Saffo also noted that affordable housing isn’t only an issue for Wilmington. He says the city should partner with other areas like Leland and Brunswick County to help connect residents to affordable housing options if that plan makes sense in the bigger picture of helping Wilmington.

Peterson says he’s afraid that if the city doesn’t do something soon, middle-income residents that fill crucial positions throughout the city will leave the area.

Surprisingly, an issue that didn’t make it on stage was the city’s response to COVID-19 and the effort to slow its spread.

Most candidates were not wearing masks on stage because the mandate does not require a mask when addressing a crowd. Of the 10 that took the stage, Angie Ulmer was the only one to wear a mask. However, many people in the audience were unmasked, too, even when they weren’t eating.

New Hanover County’s mask mandate has been criticized for not being enforceable by police or sheriff’s deputies. That’s left enforcement mostly up to business owners.

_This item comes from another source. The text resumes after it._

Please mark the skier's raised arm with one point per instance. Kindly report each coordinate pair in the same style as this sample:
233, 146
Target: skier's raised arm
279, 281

After the debate, Saffo and Peterson spoke with WECT about their take on the mandate. Both agree it’s necessary, but it’s up to everyone to hold each other accountable. When it came to a vaccine mandate for city employees, however, the candidates’ stances differed.

“I do [support mandatory vaccinations for city employees,]” said Peterson. “We have enough history and data, now, to know how devastating this virus is and anything we do... Obviously, there are exceptions and we need to be sensitive to those exceptions, but we need to set an example.”

“I think you have to make that determination for yourself, whether you want to be vaccinated or not,” said Saffo. “A lot of people don’t believe in vaccinations... The majority of the city employees have been vaccinated, but there are people who have decided they don’t want to be vaccinated for one reason or another. That’s a decision they have to make.”

Saffo went on to say that he bases his opinions on information put out by a variety of healthcare leaders from local doctors to the county health department to Dr. Mandy Cohen. When those leaders make a recommendation concerning public health, he supports what they have to say. Similarly, Peterson cited the CDC’s recommendations for his opinions.